Estate di cambiamenti per il mondo aeroportuale italiano. Solo qualche giorno fa l’ENAC annunciava l’abolizione dell’obbligo di esibizione dei documenti per alcune tipologie di viaggio, oggi arriva un’altra grande novità: decade il divieto di trasporto dei liquidi superiori a 100ml nel bagaglio a mano. Niente più sacchetti di plastica, niente più improbabili flacconcini.

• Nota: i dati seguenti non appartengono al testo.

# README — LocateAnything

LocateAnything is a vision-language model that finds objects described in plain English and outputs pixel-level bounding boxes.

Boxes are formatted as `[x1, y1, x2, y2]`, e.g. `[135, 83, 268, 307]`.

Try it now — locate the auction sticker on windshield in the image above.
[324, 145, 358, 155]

Questo cambiamento si deve alla graduale diffusione di tecnologie di ultima generazione, in grado di distinguere ad esempio l’acqua contenuta in una bottiglia da altre sostanze. Il via libera alla nuova norma potrebbe arrivare già da fine mese negli aeroporti dotati della cosiddetta smart security. Un’approvazione molto attesa, considerando che questi potenti sistemi erano in dotazione nei più grandi hub italiani già da qualche anno, ma dopo l’ingente spesa per dotarsene era arrivata la beffa del freno di Bruxelles: dagli USA avevano messo in dubbio l’affidabilità delle rilevazioni.
Oggi, grazie all’aggiornamento dell’algoritmo dei sistemi Hi‑Scan 6040 CTiX (di Smiths Detection) e una nuova certificazione da parte di ECAC, si torna alla possibilità di mettere bottiglie di vino, birra, olio, profumi e gel oltre i 100 ml direttamente nel trolley.
Come funzionerà (e dove)
- Scanner 3D e software aggiornato: gli scanner CTiX con algoritmo certificato da ECAC permetteranno controlli approfonditi senza dover togliere nulla, nemmeno laptop o liquidi.

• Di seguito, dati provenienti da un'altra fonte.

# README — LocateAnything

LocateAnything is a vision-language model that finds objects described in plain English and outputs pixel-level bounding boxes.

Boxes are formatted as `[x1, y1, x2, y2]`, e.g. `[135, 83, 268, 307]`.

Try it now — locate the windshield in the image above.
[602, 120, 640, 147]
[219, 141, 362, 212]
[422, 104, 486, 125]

- Aeroporti coinvolti: in Italia la svolta interessa già Malpensa, Linate, Fiumicino, Bergamo, Bologna, Torino e Catania.
- Tempi: il via libera potrebbe arrivare tra domani (25 luglio 2025) e l’inizio di agosto, dopo l’incontro ECAC.
Cosa cambia davvero
- Addio ai mini-flaconi: niente più shampoo da 100 ml, potrai portare la tua crema preferita in bottiglia grande.
- Perfino alcolici e oli: vino, olio, profumi non avranno più restrizioni, purché parta da uno scalo con scanner 3D.
- Controlli più rapidi e meno stress: niente più code o frettolose riconfigurazioni della borsa ai varchi della sicurezza.
Ma attenzione
- Solo negli aeroporti “smart”: chi parte da uno scalo senza scanner CT resta soggetto al limite standard dei 100 ml.
- Costi elevati: queste macchine costano circa 8 volte di più di quelle vecchie, con manutenzione altrettanto onerosa. Non è detto che gli aeroporti più piccoli possano dotarsene a breve termine, potremmo doverci abituare ad uno scenario a macchia di leopardo.
- Rischio confusione passeggeri: secondo il Codacons infatti, la discontinuità territoriale nell’iniziativa potrebbe generare disagi, ad esempio in caso di scali intermedi.
Per viaggiatori assidui e studenti in Erasmus, questa rivoluzione significa risparmiare tempo e plastica, la libertà di viaggiare con meno stress e più comfort. Rimane il consiglio: controlla sempre prima di fare la valigia in quale aeroporto parti o transiti.
In sintesi, l’ENAC, in linea con l’Europa, potrebbe abolire il divieto dei liquidi già da domani, applicando l’innovazione dove si può. È un primo passo verso controlli più intelligenti, rapidi e umani. Una svolta che si spera possa presto diventare un nuovo standard diffuso.